Legacy gifts are prudently invested to secure the future of MDSC. Your financial advisor can help you determine the donor plan that suits you best. If you do not have an advisor, the synagogue office can help you find a professional to help you.
Contributions may be made in many forms, including cash, bequest, securities, real estate, life insurance, and in trust.
Bequest: A donor bequeaths a gift to MDSC in a will or trust. The gift may be designated as (a) percentage of the donor’s estate, (b) specific dollar amount or description of property, (c) residual of the donor’s estate, or (d) contingent upon a certain event. Estate taxes can be reduced by the value of the gift.
Cash Donation: Real estate, personal property, and securities can be transferred to the synagogue. In most cases, an income tax deduction is allowed for the full market value, and capital gains taxes are avoided. A donor may deed his or her personal residential property. Throughout the donor's lifetime, the donor retains legal interest in the estate with full rights to live in or rent or sell those rights.

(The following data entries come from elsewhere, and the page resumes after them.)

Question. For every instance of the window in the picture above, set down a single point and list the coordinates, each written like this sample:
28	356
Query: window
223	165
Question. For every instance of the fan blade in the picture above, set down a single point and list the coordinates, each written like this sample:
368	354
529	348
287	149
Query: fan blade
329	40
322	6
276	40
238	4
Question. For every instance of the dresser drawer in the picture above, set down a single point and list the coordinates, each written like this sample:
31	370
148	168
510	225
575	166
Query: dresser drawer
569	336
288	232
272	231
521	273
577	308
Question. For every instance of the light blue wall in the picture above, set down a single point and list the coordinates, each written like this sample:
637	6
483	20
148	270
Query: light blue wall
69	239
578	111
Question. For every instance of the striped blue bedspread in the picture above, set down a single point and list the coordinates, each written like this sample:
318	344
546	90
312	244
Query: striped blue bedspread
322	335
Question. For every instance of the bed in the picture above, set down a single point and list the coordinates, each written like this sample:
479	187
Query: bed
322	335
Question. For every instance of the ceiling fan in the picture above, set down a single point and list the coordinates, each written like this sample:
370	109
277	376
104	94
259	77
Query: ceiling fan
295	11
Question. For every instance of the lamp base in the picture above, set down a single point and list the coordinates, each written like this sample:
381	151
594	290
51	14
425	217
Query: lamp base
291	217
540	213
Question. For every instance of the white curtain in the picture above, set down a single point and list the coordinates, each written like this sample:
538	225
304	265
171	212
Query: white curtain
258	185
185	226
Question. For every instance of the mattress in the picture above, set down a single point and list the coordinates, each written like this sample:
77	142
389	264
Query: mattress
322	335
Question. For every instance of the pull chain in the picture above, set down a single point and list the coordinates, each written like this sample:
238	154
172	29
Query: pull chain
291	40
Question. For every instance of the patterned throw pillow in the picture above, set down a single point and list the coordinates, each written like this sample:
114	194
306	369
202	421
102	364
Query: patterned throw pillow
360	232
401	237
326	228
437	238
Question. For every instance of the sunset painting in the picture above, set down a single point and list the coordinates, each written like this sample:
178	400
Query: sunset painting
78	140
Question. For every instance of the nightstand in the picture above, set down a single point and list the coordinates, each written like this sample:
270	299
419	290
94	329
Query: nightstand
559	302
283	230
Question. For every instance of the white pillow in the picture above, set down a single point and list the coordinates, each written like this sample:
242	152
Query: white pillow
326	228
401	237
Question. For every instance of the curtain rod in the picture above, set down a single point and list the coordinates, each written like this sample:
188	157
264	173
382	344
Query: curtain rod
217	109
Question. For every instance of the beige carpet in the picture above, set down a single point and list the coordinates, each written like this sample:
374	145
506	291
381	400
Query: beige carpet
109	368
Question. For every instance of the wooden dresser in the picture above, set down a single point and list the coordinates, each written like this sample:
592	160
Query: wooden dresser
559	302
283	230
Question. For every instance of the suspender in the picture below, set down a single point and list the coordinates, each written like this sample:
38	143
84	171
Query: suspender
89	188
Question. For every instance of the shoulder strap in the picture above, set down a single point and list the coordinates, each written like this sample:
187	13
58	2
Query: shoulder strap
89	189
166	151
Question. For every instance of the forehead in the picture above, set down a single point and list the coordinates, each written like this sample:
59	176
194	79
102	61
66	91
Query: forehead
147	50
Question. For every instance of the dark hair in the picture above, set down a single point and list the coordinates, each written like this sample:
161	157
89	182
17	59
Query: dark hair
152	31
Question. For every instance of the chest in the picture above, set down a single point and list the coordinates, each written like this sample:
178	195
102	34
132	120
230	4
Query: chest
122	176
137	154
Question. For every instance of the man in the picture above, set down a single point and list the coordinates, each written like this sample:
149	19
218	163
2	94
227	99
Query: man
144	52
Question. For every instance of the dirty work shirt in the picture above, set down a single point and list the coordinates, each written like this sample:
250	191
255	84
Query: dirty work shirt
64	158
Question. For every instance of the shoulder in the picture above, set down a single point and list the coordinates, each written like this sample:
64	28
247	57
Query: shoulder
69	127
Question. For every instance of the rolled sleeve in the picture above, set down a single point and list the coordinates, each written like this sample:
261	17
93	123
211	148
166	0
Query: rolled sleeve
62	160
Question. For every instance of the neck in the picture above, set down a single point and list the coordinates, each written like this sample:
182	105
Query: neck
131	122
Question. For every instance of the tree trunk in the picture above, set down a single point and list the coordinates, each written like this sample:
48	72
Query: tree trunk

Life Insurance may serve as a current outright gift, or a planned (future) gift. These donations are best made with consultation with a financial advisor.
Gift of Retirement Assets. The donor receives an immediate income tax deduction, and at retirement may begin receiving income. Because the principal compounds between the date of the gift and the first date when the donor receives income, the amount of income can be significant and at a much greater rate than that of the standard charitable gift annuity.
Charitable Remainder. In the case of unitrust and annuity, a donor receives income from the gift for the remainder of his or her life. Trust assets become the property of MDSC upon the donor’s death, or in a pre-established time period. Additional contributions can be made annually to the trust. Income tax deductions for the donor are based upon current value of remainder interest going to MDSC. The complexities of this option can be described by a licensed financial advisor.
Charitable Lead Trust. MDSC receives income payments from the Lead Trust for a given number of years or life of the donor. At the end of the trust term, the assets of the trust are returned to the owner or his or her designee. This allows the transfer of assets to children while greatly reducing gift taxes.